19

I'm aware if you make

for (condition) {
    String s = "hi there";
}

Just one String instance is created in all the iterations, unlike String s = new String("hi there"); that will create a new instance in each iteration.

But, reading Effective Java from Joshua Bloch: Chapter 2 Item 5 (page 20) it states:

Furthermore, it is guaranteed that the object will be reused by any other code running in the same virtual machine that happens to contain the same string literal [JLS, 3.10.5].

AFAIK that does not say happens to be the same string literal, it says contains.

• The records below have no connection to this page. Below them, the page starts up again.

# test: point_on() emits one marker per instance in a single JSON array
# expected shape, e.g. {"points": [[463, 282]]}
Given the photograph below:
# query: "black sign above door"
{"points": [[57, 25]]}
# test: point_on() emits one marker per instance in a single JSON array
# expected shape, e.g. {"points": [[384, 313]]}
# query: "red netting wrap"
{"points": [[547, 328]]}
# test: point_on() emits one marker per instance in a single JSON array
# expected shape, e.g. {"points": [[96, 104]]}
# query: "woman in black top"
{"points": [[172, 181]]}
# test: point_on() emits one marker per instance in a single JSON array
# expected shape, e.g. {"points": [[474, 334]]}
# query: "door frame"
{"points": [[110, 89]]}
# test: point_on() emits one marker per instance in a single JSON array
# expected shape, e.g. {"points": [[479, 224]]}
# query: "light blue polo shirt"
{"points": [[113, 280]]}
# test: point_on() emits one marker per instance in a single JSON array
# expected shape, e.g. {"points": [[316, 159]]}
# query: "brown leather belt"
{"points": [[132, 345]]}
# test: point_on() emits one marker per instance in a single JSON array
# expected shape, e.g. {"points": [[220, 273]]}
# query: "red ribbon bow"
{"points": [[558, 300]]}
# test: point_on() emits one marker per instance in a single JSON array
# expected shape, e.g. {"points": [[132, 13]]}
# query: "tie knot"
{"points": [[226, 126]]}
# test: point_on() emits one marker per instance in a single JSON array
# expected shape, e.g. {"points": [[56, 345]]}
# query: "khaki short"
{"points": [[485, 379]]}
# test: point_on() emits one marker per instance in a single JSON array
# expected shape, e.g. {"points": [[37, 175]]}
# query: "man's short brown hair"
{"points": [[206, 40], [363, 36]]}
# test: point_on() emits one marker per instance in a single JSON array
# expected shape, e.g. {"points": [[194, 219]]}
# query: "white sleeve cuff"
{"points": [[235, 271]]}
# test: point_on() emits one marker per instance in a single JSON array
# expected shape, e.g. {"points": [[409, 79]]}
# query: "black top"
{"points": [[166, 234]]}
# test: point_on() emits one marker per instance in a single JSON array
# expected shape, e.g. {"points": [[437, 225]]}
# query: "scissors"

Reading [JLS, 3.10.5] cannot find any exact reference to this and I have a doubt.

Giving this snippet:

String s1 = "hi ";
String s2 = "there";
String s3 = "hi there";

How many instances are created?

  • 3 instances (thus, phrase is not really exact).
  • 2 instances, s1 and s2 (then s3 is created reusing s1 and s2 references)
cat
  • 3,888
  • 5
  • 32
  • 61
Jordi Castilla
  • 26,609
  • 8
  • 70
  • 109
  • 1
    He probably means "the virtual machine contains ..", not the string contains another string – Wim Deblauwe Jul 15 '16 at 11:44
  • 1
    I am not sure, so a comment instead of an answer. But I think that the "contain" is partially wrong and your example indeed yields three instances. – glglgl Jul 15 '16 at 11:44
  • @glglgl actually is what *my logic* says, but can be JVM smart enough to create `s3` as a reference to `s1` + `s2`?? – Jordi Castilla Jul 15 '16 at 11:45
  • 3
    It reuses object from String pool. So yes there will be three instances since each of them are (at that point) three different immutable objects. The word I was killing myself to use was "Intern" which is what JVM does. I suppose if you are asking whether JVM "Cleverly substrings" String objects to optimise RT memory usage - not too sure if it does. Also [this](http://stackoverflow.com/questions/10759844/reusability-of-strings-in-java) might help? – ha9u63a7 Jul 15 '16 at 11:45
  • 2
    @glglgl The use of contain is not wrong, the OP is just reading the word contain wrong, and missing the fact it is talking about other code that contain the **same string literal**. A substring is not a string literal, the text is also not talking about string literals containing other string literals. – Mark Rotteveel Jul 15 '16 at 11:50
  • @ha9u63ar AFAIK the string type no longer supports shared substring storage since Java 7. – Random832 Jul 15 '16 at 14:21

3 Answers3

16

The JLS does not guarantee any reuse of sub-strings whatsoever. The "contain" here is just meant that the class mentions the exact same string literal somewhere. It is not used in the "substring of" sense.

Joachim Sauer
  • 302,674
  • 57
  • 556
  • 614
  • 2
    Specifically _"any other code [..] that happens to contain the **same string literal**"_ (emphasis mine) – Mark Rotteveel Jul 15 '16 at 11:47
  • 1
    when you say *not guarantee any reuse of sub-strings* means it can happen sometimes? – Jordi Castilla Jul 15 '16 at 11:53
  • 3
    @JordiCastilla: I don't think any current VM reuses substrings, but it is possible (and previous iterations of OpenJDK for example did sometimes share the underlying char[] when two strings were substrings of each other). Note that you'd *still* observe separate `String` instances and there's no public API to detect if that's happening (i.e. you wouldn't be able to tell without some reflection trickery). – Joachim Sauer Jul 15 '16 at 11:57
  • @JoachimSauer "when two strings were substrings of each other" - as far as I can reason, the only case in which to sets would be mutual subsets of each other would be when they are identical, no?! – Mathias R. Jessen Jul 15 '16 at 21:17
  • @MathiasR.Jessen: sure, should have phrased it differently: "when there are two strings where one is a substring of the other". – Joachim Sauer Jul 18 '16 at 08:34
3

Each class file contains a list of all the string literals or other constants used within that class (except for small numeric constants which are embedded within the instruction stream). If the item 19 in the list is the string literal "Freddy", and local variable Fred has an index of 6, then the bytecode generated for Fred="Freddy"; would likely be ldc 19/astore 6.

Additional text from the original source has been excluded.